In a remote part of the Amazon rainforest on the border between Colombia and Brazil, accessible only by plane, Isaí Victorino and Francis Palacios have been working with local communities for the last four years. They are implementing five conservation agreements with three indigenous reserves and two communities. The agreements involve communities in the protection of five lakes and a creek that provide habitat for two threatened fish species, the pirarucu and arawana, as well as the surrounding forest. In total, 400,000 hectares of primary forest and freshwater ecosystems are being conserved and 800 people are receiving benefits in exchange for their conservation efforts. But what does this really mean for Isaí and Francis? Between jokes and laughter, Isaí and Francis share their perspectives on living in La Pedrera and working with communities.
A 26-year old ecologist, Isaí has always been captivated by the Amazon rainforest and loves working with communities. Four years ago, while doing his bachelor’s thesis, he became involved with Conservation International (CI) and moved to La Pedrera, the field station in the Amazon where CI-Colombia has been working for the last 10 years. “The Amazon is a unique space. I know that I am contributing to improvement of the communities’ livelihoods and to the conservation of the Amazon. Thus, by working here I am contributing to my life mission.”
Francis is the economist of the team, and has worked in La Pedrera for the last seven years. Before going to the Amazon he worked in the insurance sector. He became involved with the program because he was always interested in working with communities, but never had the chance. He says that at the beginning it was hard, but now he loves seeing how communities have been strengthened and are more independent.

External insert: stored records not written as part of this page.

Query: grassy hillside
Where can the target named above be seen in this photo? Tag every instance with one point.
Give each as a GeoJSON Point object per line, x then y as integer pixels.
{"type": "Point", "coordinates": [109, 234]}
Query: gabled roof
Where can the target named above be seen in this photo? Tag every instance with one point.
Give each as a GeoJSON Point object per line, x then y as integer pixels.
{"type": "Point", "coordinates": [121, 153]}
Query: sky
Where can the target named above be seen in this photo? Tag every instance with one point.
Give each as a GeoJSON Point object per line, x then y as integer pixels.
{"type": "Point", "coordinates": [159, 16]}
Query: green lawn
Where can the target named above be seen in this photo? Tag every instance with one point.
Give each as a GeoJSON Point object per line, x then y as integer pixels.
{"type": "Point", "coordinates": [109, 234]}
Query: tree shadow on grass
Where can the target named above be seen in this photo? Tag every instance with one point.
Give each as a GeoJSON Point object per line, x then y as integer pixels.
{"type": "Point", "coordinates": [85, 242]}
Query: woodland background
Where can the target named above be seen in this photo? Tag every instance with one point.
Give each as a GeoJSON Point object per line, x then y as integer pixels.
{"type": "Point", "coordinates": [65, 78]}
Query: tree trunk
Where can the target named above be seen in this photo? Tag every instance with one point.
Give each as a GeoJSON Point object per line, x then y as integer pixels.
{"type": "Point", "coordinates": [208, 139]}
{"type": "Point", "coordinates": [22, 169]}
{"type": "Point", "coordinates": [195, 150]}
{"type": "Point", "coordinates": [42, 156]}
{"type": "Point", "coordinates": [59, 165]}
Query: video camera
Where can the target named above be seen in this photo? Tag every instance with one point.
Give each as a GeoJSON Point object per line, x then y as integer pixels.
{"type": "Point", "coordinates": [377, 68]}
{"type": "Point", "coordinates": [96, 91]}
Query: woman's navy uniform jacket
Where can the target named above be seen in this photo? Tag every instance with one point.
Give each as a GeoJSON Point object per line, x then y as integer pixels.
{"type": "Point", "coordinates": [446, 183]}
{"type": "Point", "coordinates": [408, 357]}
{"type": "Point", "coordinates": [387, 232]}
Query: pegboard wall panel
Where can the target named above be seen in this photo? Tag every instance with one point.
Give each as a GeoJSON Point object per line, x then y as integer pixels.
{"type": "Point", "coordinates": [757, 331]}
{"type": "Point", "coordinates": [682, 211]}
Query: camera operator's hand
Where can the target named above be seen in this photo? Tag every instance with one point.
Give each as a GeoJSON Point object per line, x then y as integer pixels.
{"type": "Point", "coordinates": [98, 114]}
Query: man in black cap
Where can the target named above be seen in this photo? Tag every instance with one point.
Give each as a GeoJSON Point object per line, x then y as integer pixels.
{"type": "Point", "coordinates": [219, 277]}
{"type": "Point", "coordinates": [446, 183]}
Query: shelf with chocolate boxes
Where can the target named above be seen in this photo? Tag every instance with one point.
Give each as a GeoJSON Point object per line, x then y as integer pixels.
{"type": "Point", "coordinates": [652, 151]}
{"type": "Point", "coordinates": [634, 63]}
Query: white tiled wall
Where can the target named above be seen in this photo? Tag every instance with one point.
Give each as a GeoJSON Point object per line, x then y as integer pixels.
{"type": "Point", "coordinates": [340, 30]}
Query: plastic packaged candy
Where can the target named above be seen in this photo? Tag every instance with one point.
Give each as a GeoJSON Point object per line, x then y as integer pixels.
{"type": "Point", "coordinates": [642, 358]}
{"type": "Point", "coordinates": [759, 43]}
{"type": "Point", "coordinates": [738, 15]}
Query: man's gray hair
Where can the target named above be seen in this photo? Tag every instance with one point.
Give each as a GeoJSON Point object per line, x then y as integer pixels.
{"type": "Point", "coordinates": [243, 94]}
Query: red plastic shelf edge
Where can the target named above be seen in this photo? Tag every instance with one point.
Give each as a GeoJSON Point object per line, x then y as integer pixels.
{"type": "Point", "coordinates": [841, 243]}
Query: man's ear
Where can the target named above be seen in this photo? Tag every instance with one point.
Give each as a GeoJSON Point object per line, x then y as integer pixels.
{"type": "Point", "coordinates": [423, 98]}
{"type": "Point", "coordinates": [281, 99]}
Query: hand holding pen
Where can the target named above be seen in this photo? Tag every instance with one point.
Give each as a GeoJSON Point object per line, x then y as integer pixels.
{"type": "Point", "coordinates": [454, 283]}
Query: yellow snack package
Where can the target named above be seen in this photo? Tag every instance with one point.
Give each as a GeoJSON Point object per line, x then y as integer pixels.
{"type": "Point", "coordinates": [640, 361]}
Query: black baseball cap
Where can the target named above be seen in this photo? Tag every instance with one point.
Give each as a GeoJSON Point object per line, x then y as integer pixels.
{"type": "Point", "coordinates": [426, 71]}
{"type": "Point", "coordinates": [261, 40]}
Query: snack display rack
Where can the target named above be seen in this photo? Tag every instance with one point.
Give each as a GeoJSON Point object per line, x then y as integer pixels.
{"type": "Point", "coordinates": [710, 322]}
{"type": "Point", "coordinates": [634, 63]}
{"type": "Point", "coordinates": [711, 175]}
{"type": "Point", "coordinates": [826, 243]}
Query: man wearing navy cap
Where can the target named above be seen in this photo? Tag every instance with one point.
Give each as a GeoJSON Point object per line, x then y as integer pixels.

Working in La Pedrera is not easy. On a daily basis Francis and Isaí face many different challenges, as La Pedrera is extremely isolated from the outside world. There is only one flight per week to La Pedrera, from the Amazonas Department capital Leticia. While in the field working with the communities, Francis and Isaí have little contact with their families and friends. Moreover, in the event they become sick, things can be difficult.
Isaí and Francis visit the communities on a regular basis. Usually they leave the CI station at 7:30 in the morning and go up the Caquetá River by boat, a trip that takes between one and four hours depending on the location of the communities. After meetings or workshops they stay in the communities to play soccer. When the workshops last more than one day, they stay until late at the Maloca, the ancestral long house where the communities gather, talking with the people. Participating in gatherings at the Maloca allows them to reflect on the activities carried out during that day and to learn more about the culture of the communities.
Francis and Isaí are sure that the agreements are not only useful for conserving freshwater ecosystems and providing income opportunities for the people. They believe the agreements have also reinforced social values within the communities such as honesty and loyalty. Women are very involved in making sure that negative attitudes within the community change and that people comply with the agreements. This has strengthened governance within the communities. The communities have always had rules, but the agreements appear to be fostering greater respect for those rules.
According to Isaí and Francis, the satisfaction from working in the Amazon is incomparable. Once while walking in the forest, Isaí saw a group of woolly monkeys that were waiting for one of the troop members to recover after being shot by a hunter. “They were like humans, just like us, showing solidarity with one of their members.”
Francis likes working with communities because it forces him to be creative, and he knows that his work has an impact. The challenge is to continually improve in order to obtain the best possible outcomes. He was very proud the day he saw a leader from one community discussing the environment with other community leaders, using strong arguments for conservation. This meeting gave him confidence that his work was yielding important results.